The two boards differ in their output circuitry. The first board is equipped with two operational amplifiers connected in parallel for each signal phase (2 × OPA1612).

OP Amp Preamp Board

The second board, on the other hand, features discrete diamond buffers with servo controllers. The OPA1632 and MUSES72320 are mounted on the back of the board.

Diamond Buffer Preamp Board

The bottom image shows the entire audio unit from the back with the cover removed. A total of four audio cards are installed.

View of the open Audio Unit from the back

Installation in the Enclosures

January 22, 2018

As has been my practice in recent years — with the exception of the active absorber — I used enclosures from HiFi-2000. For the control unit, I’m using an enclosure with an internal height of 80mm, and for the audio unit, one with a height of 120mm. I need the taller enclosure to make room on the rear panel for all the connectors.

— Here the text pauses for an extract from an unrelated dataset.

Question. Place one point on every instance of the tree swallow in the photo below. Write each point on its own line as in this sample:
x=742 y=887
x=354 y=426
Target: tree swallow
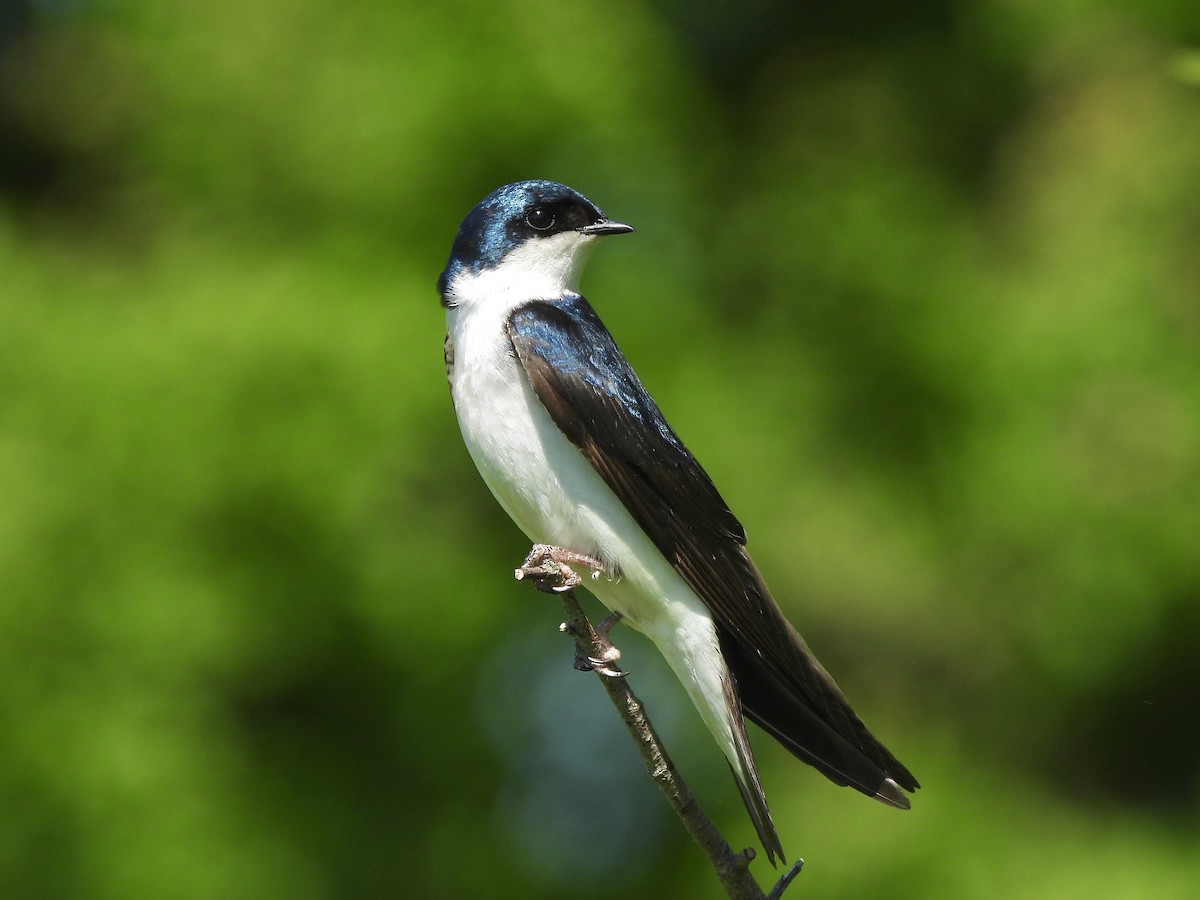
x=579 y=455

In addition, the plug-in cards naturally also require some vertical space.

The front view is shown at the top of the page. The LCD screen is positioned in the center. To the left and right of it are the two rotary encoders. On the left side, you can see the built-in IR receiver.

The rear view can be seen in the photo below. For each channel, the two inputs (XLR and RCA) and an XLR output are visible. The 25-pin Sub-D connector transmits the digital signals and the digital power supply from the Control Unit to the Audio Unit. The Hirschmann industrial connectors are used to connect the analog signals between the two enclosures. The two connection cables required for this are custom-made.

The control unit features a 9-pin Sub-D socket for transferring software to the microcontroller (ISP – In-System Programming), an input for an external infrared (IR) receiver, and an output for the remote power supply (see above). Of course, there is also an input for 230V mains voltage with a filter and integrated fuses. The power switch is not visible in the photos. It is located on the front right side of the bottom of the control unit.

Rückansicht des gesamten Vorverstärkers

Audiophile Review

January 22, 2018

So how do these two audio modules compare to the VV5? I have to say: surprisingly well! That said, I’ve only listened to them for one afternoon, so the preamp modules haven’t had a chance to break in yet. My friend Heiner will run them for a while first, and then we’ll both share our thoughts.

April 3, 2018 / Ralph :
My initial positive impression did not mislead me: At this point, I would find it difficult to choose between this preamp and the VV5. The level of detail in both preamps is comparable, though there are slight tonal differences. However, these come down to personal preference, so I couldn’t say which one I would ultimately choose. All in all, a rather successful design that demonstrates what modern audio ICs are capable of today.

April 23, 2018 / Heiner :
Now that I’ve owned the VV6 for some time and have listened to it for many hours, here are my impressions: In theory, all preamps should sound the same or very similar — that’s what the measurement data suggests. Everything is excellent, and any deviations are so minute that our ears can’t detect them. Yes, but that’s not how it is. The VV6 takes 1–2 hours to warm up. After that, it plays in a way that makes me want to listen to music. I listen to CDs from start to finish and no longer just play my “test music.” Complex structures (e.g., tutti in classical music) are so clearly separated that they no longer seem complex at all. Or rather, it must be child’s play to resolve them and present them as musical events. The VV6 can make every instrument sound natural, just as it does with small ensembles. The spatiality is very convincing. It’s truly enjoyable, and listening to music is beautiful, musical, and effortless. I’ve treated my living room acoustically quite well, and the reverberation times are reasonably linear across the frequency response. The VV6 is now running in this environment and continues to bring me joy every time I listen.

It should also be noted that both of us — and quite independently of one another — prefer the module with the Diamond Buffer.